L'exclamation avait échappé à Anne. Elle, toujours si roide, si maîtresse d'elle-même, n'avait pour une fois pas domestiqué sa langue. Sa servante, la vieille Matheline, souleva une paupière lourde de marc de Bourgogne, pour constater que le teint de sa maîtresse était toujours aussi blanc, au point de rendre indécise la ligne ovale qui séparait guimpe et peau. Elle s'empressa de se rendormir, échappant ainsi à la vision d'une larme qui soudain jaillit de l’œil bleu, roula le long du nez, vint se perdre dans une commissure affaissée.

Citation:
Madame,

Ce jour du 30 décembre 1461, j'ai le déplaisir de vous faire-part du décès du vicomte de Longny au Perche et Baron d'Evron, plus régulièrement dénommé Shynai du Ried


Se répandre en questions inutiles ? s'exclamer "Très-haut ! c'est impossible !" ? maudire ledit Très-haut en une litanie aussi illusoire que blasphématoire ? A quoi bon...
La larme fut unique. Anne, qui n'en avait pas versé une seule à la mort de son frère, de sa mère, de son époux, avala celle-là et la fit disparaître aussi vite qu'elle était venue.

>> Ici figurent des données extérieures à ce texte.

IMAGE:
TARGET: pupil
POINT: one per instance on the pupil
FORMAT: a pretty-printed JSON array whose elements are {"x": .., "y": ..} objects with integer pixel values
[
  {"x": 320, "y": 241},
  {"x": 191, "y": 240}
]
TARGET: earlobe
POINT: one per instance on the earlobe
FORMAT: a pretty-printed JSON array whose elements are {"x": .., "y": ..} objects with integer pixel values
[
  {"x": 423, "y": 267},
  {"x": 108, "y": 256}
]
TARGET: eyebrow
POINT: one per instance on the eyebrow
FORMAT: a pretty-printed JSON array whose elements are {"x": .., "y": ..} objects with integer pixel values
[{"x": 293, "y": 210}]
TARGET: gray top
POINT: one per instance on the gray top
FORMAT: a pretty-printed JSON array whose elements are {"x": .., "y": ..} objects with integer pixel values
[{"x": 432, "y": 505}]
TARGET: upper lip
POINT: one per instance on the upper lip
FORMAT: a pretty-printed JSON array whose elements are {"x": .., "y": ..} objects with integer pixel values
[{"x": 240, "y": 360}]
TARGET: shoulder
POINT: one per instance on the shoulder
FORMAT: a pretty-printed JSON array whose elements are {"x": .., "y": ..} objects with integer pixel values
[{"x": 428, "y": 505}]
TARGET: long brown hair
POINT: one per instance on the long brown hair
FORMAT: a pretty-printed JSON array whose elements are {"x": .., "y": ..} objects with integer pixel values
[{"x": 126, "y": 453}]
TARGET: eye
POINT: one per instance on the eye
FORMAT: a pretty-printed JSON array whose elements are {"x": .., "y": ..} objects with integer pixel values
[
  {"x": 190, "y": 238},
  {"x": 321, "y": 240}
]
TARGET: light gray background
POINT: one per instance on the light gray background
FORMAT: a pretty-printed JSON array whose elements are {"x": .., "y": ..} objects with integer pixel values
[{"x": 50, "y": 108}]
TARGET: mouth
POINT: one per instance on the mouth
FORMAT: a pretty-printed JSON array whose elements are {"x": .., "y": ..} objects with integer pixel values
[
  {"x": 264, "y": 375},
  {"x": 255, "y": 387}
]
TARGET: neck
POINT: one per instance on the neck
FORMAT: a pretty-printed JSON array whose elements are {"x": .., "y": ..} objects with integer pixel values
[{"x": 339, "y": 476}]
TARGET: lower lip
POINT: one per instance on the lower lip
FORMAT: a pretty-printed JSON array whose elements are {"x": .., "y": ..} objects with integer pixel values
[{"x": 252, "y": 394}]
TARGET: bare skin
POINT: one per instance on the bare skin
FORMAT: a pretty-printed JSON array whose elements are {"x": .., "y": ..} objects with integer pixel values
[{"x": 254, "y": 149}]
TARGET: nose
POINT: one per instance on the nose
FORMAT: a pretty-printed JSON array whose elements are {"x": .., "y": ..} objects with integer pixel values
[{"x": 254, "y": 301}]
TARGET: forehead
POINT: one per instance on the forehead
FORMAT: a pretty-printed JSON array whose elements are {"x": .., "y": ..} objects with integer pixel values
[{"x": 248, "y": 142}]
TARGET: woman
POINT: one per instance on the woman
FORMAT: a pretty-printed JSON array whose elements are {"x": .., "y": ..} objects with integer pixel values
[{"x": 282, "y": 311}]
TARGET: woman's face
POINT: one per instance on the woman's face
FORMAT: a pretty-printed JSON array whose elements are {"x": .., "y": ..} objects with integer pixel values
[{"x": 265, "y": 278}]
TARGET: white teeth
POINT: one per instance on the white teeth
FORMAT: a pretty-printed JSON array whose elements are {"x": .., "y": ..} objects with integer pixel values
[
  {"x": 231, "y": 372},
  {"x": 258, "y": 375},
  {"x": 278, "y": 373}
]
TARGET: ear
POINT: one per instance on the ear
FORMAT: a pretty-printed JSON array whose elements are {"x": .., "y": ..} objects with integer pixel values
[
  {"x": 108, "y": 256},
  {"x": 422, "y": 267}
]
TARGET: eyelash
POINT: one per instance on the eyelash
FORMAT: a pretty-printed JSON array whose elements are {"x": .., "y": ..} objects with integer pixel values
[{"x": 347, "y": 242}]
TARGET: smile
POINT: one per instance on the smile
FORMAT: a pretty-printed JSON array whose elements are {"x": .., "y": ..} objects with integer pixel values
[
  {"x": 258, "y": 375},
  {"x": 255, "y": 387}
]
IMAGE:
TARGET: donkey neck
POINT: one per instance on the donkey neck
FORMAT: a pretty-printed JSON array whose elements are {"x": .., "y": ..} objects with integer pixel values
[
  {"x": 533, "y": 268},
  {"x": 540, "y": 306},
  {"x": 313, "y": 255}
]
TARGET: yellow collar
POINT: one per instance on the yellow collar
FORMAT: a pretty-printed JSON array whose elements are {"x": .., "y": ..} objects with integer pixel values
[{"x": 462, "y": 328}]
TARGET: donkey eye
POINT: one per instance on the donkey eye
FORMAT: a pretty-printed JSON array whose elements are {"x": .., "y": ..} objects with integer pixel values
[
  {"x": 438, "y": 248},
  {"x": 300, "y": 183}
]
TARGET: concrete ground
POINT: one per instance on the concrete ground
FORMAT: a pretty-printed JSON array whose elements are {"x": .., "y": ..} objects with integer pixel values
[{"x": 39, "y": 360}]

Shynai du Ried... Une rencontre, un soir, dans la taverne de sa servante, à Semur. Une demi-heure, point davantage. Auparavant, ils s'étaient croisés dans les corridors du Louvre, se saluant sans connaître, préoccupés l'un et l'autre par quelque devoir de leur charge. Anne avait su qu'elle avait là l'incarnation de l'amitié. Quand il lui avait demandé de veiller sur sa fille, elle avait dit oui, sans hésiter, un peu étonnée qu'il eût éprouvé le besoin de demander ce qui lui paraissait si naturel.
Après la larme vint une ombre de sourire : elle ne savait même pas, avant qu'il demandât, qu'il avait une fille. Elle ignorait jusqu'à son nom, son âge. Elle savait seulement qu'elle devrait veiller sur elle, parce qu'elle avait promis.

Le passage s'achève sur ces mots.